Friday, July 31, 2015

Summer Reading: Death of Liar by M.C. Beaton

So, let's deal with some housekeeping first: I have given upon The Story of Stuff by by Annie Leonard.

I like Leonard, I support the goals of her organization, and I think she has an important message. I just don't think she wrote a very good book. Or more precisely: I think she wrote the absolute best introduction to one of the dullest books I have ever read. Her intro is personal, witty, and engaging; the book reads like an extended Mental Floss listicle of things that can kill us. It was very disappointing, given my high hopes. To honor Leonard's good work, here's the twenty-minute movie that started it all. It's worth a watch:

To break the reading logjam that had me stuck in Leonard's prose, I went to the library yesterday and borrowed about seven books. I've finished the first already (and two GNs that will be reviewed on Thark), so here we go.

About thirty years ago I read a couple of books starring Hamish Macbeth, a constable in remote and rural Northwest Scotland. In his initial outing, Hamish was lazy and canny, and solved a cozy mystery set in a fishing school almost in spite of himself. In the second book I read (which Wikipedia tells me was the third in the series), Hamish was a little more action-oriented and solved a creepy murder that involved the corpse being picked over by lobsters in a commercial lobster farm. I never ran across any other books in the series, so when I saw this one, I was surprised to find that they have been coming out like clockwork every year - Death of a Liar is the 31st adventure.

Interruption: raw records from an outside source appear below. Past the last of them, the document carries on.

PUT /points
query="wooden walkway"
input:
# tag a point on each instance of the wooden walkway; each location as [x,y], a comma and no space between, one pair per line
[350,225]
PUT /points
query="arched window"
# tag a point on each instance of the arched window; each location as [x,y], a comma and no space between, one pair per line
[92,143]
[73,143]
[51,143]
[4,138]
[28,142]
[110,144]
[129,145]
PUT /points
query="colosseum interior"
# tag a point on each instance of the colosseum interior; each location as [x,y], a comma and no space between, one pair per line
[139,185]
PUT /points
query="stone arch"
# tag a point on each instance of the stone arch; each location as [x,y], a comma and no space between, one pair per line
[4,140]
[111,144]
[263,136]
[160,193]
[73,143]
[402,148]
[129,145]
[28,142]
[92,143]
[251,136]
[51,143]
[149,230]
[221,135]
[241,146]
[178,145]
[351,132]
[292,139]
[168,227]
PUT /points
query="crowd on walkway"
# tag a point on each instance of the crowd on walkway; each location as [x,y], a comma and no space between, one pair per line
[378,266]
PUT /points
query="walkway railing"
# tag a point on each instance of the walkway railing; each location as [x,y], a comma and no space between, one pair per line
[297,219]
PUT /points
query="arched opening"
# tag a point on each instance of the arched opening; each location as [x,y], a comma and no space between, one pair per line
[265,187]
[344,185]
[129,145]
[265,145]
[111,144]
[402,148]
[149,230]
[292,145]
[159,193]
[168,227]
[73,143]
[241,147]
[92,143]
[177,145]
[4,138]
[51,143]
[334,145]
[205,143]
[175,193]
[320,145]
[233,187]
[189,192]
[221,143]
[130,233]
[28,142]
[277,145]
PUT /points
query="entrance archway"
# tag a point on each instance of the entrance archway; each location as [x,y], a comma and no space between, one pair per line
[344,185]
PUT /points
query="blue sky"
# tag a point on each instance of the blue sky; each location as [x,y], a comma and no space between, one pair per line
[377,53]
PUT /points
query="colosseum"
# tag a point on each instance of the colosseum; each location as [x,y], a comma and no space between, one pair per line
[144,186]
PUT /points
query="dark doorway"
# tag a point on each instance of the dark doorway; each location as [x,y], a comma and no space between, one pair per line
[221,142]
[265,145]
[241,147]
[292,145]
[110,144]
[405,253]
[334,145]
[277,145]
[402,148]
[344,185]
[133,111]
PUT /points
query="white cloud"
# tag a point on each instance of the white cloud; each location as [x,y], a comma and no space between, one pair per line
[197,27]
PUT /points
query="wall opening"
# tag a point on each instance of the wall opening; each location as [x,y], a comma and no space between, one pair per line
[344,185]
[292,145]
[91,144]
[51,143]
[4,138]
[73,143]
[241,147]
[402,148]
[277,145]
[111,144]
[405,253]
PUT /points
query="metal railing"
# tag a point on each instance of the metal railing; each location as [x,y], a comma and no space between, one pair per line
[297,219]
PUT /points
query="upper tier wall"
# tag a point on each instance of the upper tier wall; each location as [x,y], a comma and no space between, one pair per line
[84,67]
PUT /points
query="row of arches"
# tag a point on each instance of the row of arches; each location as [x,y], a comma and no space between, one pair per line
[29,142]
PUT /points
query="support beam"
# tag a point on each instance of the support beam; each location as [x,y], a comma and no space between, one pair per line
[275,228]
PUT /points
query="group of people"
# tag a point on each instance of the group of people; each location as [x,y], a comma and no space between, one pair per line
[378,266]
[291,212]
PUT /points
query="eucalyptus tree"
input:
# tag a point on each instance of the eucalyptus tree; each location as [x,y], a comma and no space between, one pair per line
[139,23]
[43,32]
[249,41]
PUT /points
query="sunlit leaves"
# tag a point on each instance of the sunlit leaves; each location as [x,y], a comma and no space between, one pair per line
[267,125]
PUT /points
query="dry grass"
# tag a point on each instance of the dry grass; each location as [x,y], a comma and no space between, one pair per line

Since I enjoyed those first two so many years ago, I picked this one up and looked forward to reading it, all the more so considering considering my especial interest in serial narrative.

Hoo, boy.

How can I put this? This books reads like it was cobbled together by an inexperienced relative from a dead author's notes. There's no pacing, the plot is incomprehensible to the point where the mystery doesn't even seem to matter anymore, and vignettes and subplots arise and pass like mayflies with no discernible impact on the story. What's worse, the prose sounds more like the summary of someone describing a story they had read than it does actual written narrative - the word perfunctory looms large as I assess it. The adage "show, don't tell" apparently does not apply here - supporting characters, their qualities and attributes, their relationship to and history with Hamish, and even some of their conversations, are all presented with the light touch of the nutritional advice label on food packaging. I certainly got caught up on the 28 books I missed!

And yet, I finished it. Hamish, roaming around the beautiful landscape with his dog and cat along on investigations, using all sorts of Scots dialect and interacting with all sorts of people, was still enough of a draw that I always wanted to find out what would happen next - not to the mystery, but to him.

But I don't think I'll be seeking out any more volumes.